Die neue schwarz-rote Koalition unter Friedrich Merz verspricht eine deutliche Entlastung beim Strompreis. Mindestens fünf Cent pro Kilowattstunde sollen Verbraucher weniger zahlen – ein Vorhaben, das schnell wirken und vor allem Familien und kleinere Betriebe spürbar entlasten soll. Doch eine Analyse des Instituts der deutschen Wirtschaft (IW) zeigt: Die Kosten dieser Maßnahme sind enorm – und treffen den Bundeshaushalt in Milliardenhöhe (nzz: 24.05.25).
Entlastung auf Kosten öffentlicher Kassen
Geplant ist, die Stromsteuer auf das EU-Minimum zu senken, drei Umlagen abzuschaffen und die Netzentgelte zu bezuschussen. Für einen Vier-Personen-Haushalt mit einem Jahresverbrauch von 4000 Kilowattstunden bedeutet das laut IW rund 220 Euro weniger auf der Stromrechnung. Auch kleinere Unternehmen könnten um bis zu fünf Cent pro Kilowattstunde entlastet werden.

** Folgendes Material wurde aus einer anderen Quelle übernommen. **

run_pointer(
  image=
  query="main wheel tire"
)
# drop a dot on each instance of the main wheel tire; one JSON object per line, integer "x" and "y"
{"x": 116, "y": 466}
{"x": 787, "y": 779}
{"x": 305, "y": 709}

Doch diese Erleichterung bezahlt der Staat. Die IW-Ökonomen rechnen mit jährlichen Mehrkosten von über 21 Milliarden Euro – finanziert aus dem Bundeshaushalt. Zwar wurden bislang keine Steuererhöhungen beschlossen, doch der finanzielle Spielraum des Staates schrumpft massiv. Künftige Haushaltsdebatten könnten die Konsequenzen dieser Entlastung spürbar machen – durch Einschnitte bei anderen Ausgaben oder neue Finanzierungsmodelle.
Entlastung jetzt – Finanzierung unklar
Die Stromrechnung sinkt, doch die tatsächlichen Kosten verschwinden nicht. Sie verlagern sich – weg vom Verbraucher, hin zum Staat. Diese Umverteilung trifft alle Steuerzahler, auch jene mit geringem Stromverbrauch. Das sozialpolitische Signal wirkt dadurch zwiespältig: Wer wenig verbraucht, spart kaum – trägt aber die vollen Staatskosten mit.

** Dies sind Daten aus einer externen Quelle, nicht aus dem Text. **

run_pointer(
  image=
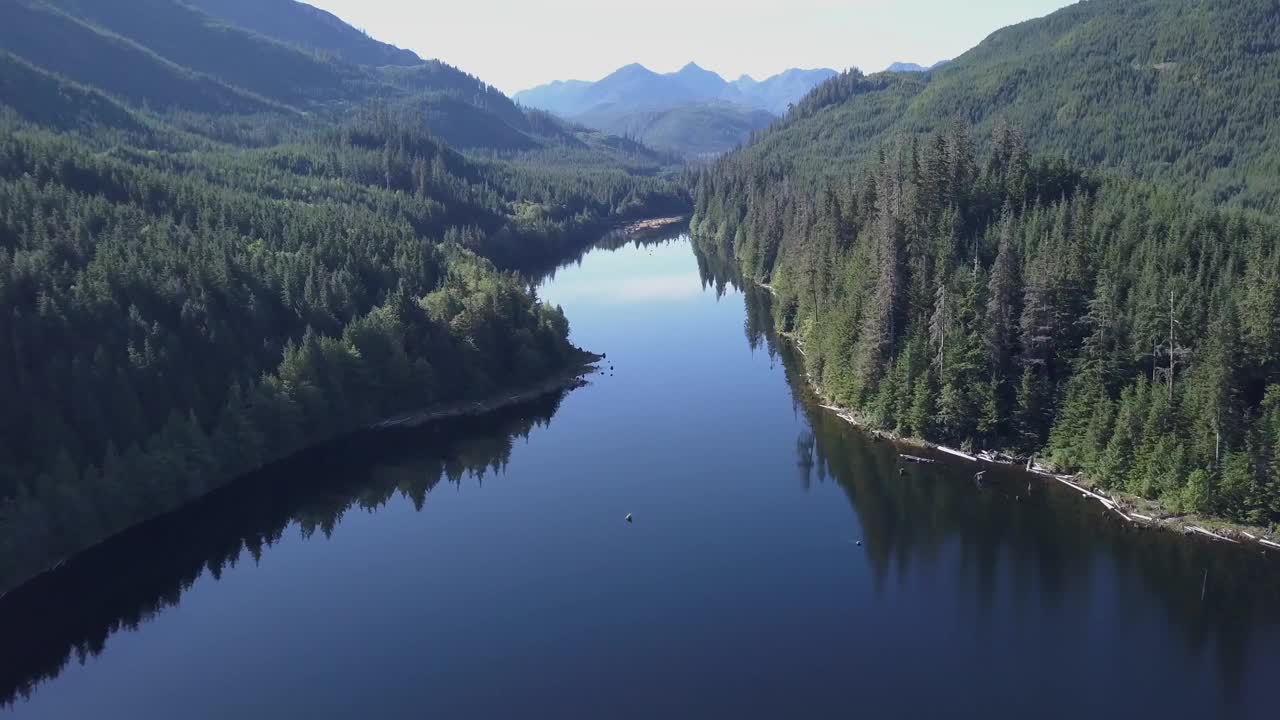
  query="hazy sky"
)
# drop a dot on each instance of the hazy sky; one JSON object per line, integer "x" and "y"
{"x": 517, "y": 44}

Der Eindruck einer kurzfristigen Entlastung entsteht, während die langfristige Finanzierung ungeklärt bleibt. Noch ist unklar, wie der Haushalt diese Zusatzbelastung dauerhaft tragen soll. Die Regierung greift zu einem einfachen Mechanismus: Entlastung auf dem Papier, mit unklaren Folgen für die öffentliche Hand.
Industrie erneut im Vorteil
Für die stromintensive Industrie gelten weiterhin Ausnahmen. Laut Energieökonom Thilo Schaefer lassen sich diese Unternehmen „nur sehr begrenzt weiter entlasten“. Deshalb plant die Koalition zusätzliche Hilfen – etwa einen speziellen Industriestrompreis und eine ausgeweitete Strompreiskompensation.
Auch diese Maßnahmen werden voraussichtlich aus dem Bundeshaushalt finanziert. Die Belastung wächst weiter, während die Verteilung der Kosten unausgewogen bleibt. Private Haushalte tragen nicht nur die eigenen Entlastungen mit, sondern finanzieren auch Industrievergünstigungen mit – obwohl sie selbst vergleichsweise wenig davon haben.
Fehlende Strukturreformen verschärfen das Problem
Die IW-Analyse kritisiert vor allem die fehlende langfristige Strategie. Die Maßnahmen gelten dort als „kurzfristiges Pflaster für ein größeres Problem“. Die Ursachen hoher Strompreise – etwa teure Infrastrukturen, Engpässe im Netz oder fehlende Marktanreize – bleiben unangetastet.
Das IW fordert stattdessen einen strukturellen Umbau des Stromsystems: Investitionen in erneuerbare Energien, mehr Speicherkapazitäten und günstigere Freileitungen statt teurer Erdkabel. Das würde echte Entlastung schaffen – dauerhaft und ohne Milliarden aus dem Haushalt.
Eine politische Entlastung mit offenem Preisschild
Friedrich Merz präsentiert die Strompreisreform als soziale Entlastung – doch sie bleibt ein teurer Taschenspielertrick. Die Rechnung zahlen alle, direkt über den Haushalt, indirekt möglicherweise später. Steuererhöhungen stehen aktuell zwar nicht zur Debatte, doch die Belastung für die öffentlichen Kassen ist real. Eine glaubwürdige Entlastungspolitik braucht mehr als kurzfristige Zuschüsse – sie braucht strukturelle Reformen und eine ehrliche Debatte über Kosten und Nutzen.